Более десяти лет киви, принадлежавший Шоу, оставался единственным доступным образцом, и кое-кто уже начинал сомневаться в самом существовании птицы. В 1825 году Жюль Дюмон-Дюрвиль обнародовал новые интригующие сведения. Вернувшись из Новой Зеландии, он описал свою встречу с вождем маори, облаченным в плащ из перьев киви. Этот рассказ имел такой успех, что одни колонисты в Новой Зеландии взялись за дело и составили первые описания поведения киви, а другие прислали образцы. И вновь главным действующим лицом в этой истории стал лорд Стэнли: он передал эти образцы в Британский музей Ричарду Оуэну, который со свойственной ему дотошностью выполнил тщательное препарирование. Оуэн обратил внимание на необычно расположенные на кончике клюва ноздри и по строению черепной коробки определил, что обоняние должно играть большую роль в жизни киви: «Внутри черепа видны обонятельные ямки размерами пропорционально больше, чем у других птиц», а также отметил, что полости, которые у прочих птиц отведены для глаз, в случае киви заняты почти исключительно носом». В заключение Оуэн прозорливо добавил: «Обоняние должно быть соразмерно острым и важным в жизни Apteryx»[242].

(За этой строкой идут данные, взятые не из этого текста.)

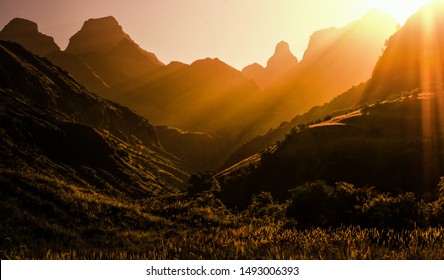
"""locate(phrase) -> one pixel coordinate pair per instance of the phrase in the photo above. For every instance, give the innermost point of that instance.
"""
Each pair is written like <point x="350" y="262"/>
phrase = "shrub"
<point x="264" y="206"/>
<point x="199" y="183"/>
<point x="318" y="204"/>
<point x="384" y="211"/>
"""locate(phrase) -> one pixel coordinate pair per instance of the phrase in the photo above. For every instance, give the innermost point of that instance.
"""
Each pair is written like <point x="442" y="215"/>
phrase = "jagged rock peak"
<point x="26" y="33"/>
<point x="97" y="35"/>
<point x="282" y="48"/>
<point x="282" y="57"/>
<point x="20" y="25"/>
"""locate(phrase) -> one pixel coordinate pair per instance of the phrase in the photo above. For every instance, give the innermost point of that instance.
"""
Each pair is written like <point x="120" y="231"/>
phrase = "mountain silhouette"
<point x="280" y="63"/>
<point x="26" y="33"/>
<point x="207" y="96"/>
<point x="52" y="124"/>
<point x="335" y="60"/>
<point x="393" y="139"/>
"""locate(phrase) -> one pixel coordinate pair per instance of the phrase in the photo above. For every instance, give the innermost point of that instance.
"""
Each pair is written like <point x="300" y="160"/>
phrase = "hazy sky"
<point x="238" y="32"/>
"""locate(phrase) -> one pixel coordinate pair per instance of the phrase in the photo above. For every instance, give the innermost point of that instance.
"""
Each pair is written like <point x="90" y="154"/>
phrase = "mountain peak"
<point x="282" y="58"/>
<point x="97" y="35"/>
<point x="282" y="47"/>
<point x="26" y="33"/>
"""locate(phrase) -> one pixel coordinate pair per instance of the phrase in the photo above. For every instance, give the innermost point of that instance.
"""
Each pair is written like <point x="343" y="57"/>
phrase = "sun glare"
<point x="401" y="10"/>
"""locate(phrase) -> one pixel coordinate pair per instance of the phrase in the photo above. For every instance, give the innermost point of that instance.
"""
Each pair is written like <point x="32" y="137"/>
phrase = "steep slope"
<point x="397" y="146"/>
<point x="335" y="60"/>
<point x="110" y="52"/>
<point x="280" y="63"/>
<point x="207" y="96"/>
<point x="412" y="60"/>
<point x="52" y="126"/>
<point x="198" y="150"/>
<point x="26" y="33"/>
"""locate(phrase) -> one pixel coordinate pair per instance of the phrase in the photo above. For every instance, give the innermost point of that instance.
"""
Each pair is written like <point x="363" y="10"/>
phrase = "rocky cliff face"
<point x="26" y="33"/>
<point x="52" y="125"/>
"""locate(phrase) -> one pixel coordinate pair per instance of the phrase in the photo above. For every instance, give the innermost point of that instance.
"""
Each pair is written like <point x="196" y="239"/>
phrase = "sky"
<point x="239" y="32"/>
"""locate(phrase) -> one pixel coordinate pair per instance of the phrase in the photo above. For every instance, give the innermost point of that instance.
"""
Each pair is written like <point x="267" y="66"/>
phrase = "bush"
<point x="264" y="206"/>
<point x="434" y="211"/>
<point x="318" y="204"/>
<point x="199" y="183"/>
<point x="384" y="211"/>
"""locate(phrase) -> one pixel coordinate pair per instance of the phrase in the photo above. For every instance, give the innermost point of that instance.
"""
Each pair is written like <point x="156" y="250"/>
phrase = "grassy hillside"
<point x="395" y="146"/>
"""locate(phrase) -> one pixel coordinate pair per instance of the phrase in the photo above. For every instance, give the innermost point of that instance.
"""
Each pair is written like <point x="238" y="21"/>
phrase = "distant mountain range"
<point x="208" y="96"/>
<point x="393" y="139"/>
<point x="53" y="126"/>
<point x="279" y="64"/>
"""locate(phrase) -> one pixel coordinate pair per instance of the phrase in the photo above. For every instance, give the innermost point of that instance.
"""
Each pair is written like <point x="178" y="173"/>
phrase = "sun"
<point x="401" y="10"/>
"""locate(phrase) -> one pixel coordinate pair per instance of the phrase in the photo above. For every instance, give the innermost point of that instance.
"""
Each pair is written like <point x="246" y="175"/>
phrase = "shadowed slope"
<point x="52" y="125"/>
<point x="280" y="63"/>
<point x="26" y="33"/>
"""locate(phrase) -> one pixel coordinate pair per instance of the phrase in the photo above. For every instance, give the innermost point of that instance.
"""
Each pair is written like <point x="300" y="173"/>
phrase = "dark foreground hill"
<point x="396" y="147"/>
<point x="61" y="146"/>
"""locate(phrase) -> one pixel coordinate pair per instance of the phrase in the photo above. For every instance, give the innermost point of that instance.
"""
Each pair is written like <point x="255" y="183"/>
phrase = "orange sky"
<point x="238" y="32"/>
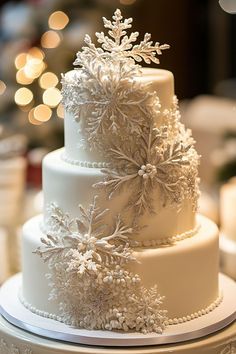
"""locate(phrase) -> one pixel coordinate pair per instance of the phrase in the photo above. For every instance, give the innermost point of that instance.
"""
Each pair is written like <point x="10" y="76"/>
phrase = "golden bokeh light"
<point x="31" y="118"/>
<point x="50" y="39"/>
<point x="34" y="68"/>
<point x="23" y="96"/>
<point x="42" y="113"/>
<point x="52" y="97"/>
<point x="60" y="111"/>
<point x="48" y="80"/>
<point x="36" y="53"/>
<point x="21" y="78"/>
<point x="20" y="60"/>
<point x="2" y="87"/>
<point x="58" y="20"/>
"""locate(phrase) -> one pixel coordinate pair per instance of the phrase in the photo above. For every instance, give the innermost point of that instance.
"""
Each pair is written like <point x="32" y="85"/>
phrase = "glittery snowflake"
<point x="105" y="89"/>
<point x="110" y="98"/>
<point x="157" y="162"/>
<point x="88" y="274"/>
<point x="86" y="243"/>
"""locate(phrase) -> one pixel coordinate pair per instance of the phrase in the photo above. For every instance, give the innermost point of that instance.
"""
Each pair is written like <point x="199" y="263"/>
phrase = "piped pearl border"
<point x="197" y="314"/>
<point x="34" y="310"/>
<point x="169" y="322"/>
<point x="87" y="164"/>
<point x="168" y="240"/>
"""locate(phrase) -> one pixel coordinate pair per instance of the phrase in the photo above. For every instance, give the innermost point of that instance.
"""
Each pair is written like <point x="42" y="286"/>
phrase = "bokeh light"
<point x="58" y="20"/>
<point x="48" y="80"/>
<point x="34" y="68"/>
<point x="21" y="77"/>
<point x="31" y="118"/>
<point x="36" y="53"/>
<point x="20" y="60"/>
<point x="60" y="111"/>
<point x="2" y="87"/>
<point x="42" y="113"/>
<point x="52" y="97"/>
<point x="50" y="39"/>
<point x="23" y="96"/>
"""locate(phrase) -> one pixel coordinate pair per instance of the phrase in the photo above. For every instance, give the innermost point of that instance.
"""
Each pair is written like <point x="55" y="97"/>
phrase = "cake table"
<point x="18" y="341"/>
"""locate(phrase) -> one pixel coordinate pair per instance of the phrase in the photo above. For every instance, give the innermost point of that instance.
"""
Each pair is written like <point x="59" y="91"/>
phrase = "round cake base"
<point x="12" y="309"/>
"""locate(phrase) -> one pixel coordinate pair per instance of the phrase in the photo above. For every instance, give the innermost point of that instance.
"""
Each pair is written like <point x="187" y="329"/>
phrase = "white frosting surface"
<point x="69" y="185"/>
<point x="227" y="210"/>
<point x="186" y="273"/>
<point x="161" y="81"/>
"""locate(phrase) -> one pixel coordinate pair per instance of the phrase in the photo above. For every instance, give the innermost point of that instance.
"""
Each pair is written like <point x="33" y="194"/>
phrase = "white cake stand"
<point x="15" y="313"/>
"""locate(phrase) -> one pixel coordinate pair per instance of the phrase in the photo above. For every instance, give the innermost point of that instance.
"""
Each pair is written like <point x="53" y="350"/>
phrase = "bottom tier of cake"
<point x="186" y="273"/>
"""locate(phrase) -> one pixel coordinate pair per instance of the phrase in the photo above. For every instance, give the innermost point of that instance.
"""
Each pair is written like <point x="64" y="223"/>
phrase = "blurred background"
<point x="38" y="41"/>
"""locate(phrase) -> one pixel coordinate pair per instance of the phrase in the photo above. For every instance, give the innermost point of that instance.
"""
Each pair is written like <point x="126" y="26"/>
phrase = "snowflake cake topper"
<point x="105" y="88"/>
<point x="121" y="44"/>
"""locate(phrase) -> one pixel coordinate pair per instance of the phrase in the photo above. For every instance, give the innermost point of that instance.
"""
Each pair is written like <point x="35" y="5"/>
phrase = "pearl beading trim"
<point x="167" y="240"/>
<point x="87" y="164"/>
<point x="169" y="322"/>
<point x="34" y="310"/>
<point x="197" y="314"/>
<point x="150" y="243"/>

Наблюдения за киви как в дикой природе, на их родине, в Новой Зеландии, так и в неволе, за привезенными в Великобританию особями, показали, что они кормятся, в буквальном смысле слова вынюхивая пищу, обычно в густом подлеске, и тычут длинными клювами в землю в поисках беспозвоночных – главным образом дождевых червей, которыми питаются. В 1860-х годах характерный для киви способ поиска пищи был в точности проиллюстрирован циклом прекрасных акварелей работы преподобного Ричарда Лейшли[243].
Поскольку киви то и дело наталкивались на что-нибудь, убегая от наблюдателей, это подтверждало, что видят они очень плохо, а поскольку они довольно громко сопели, когда кормились, это недвусмысленно указывало, что киви находят добычу по запаху. Затем, в начале ХХ века, У. Б. Бентам из музея Университета Отаго в Данидине, зная о больших обонятельных долях киви из публикаций Оуэна, решил проверить, насколько острым обонянием обладает эта птица. Так что он попросил мистера Ричарда Генри, смотрителя острова Резольюшен – птичьего заповедника к юго-западу от Южного острова Новой Зеландии, – провести несколько простых опытов с (ручным) киви, которого он называл по-маорийски роа-роа, то есть «длинный» – видимо, имелся в виду клюв.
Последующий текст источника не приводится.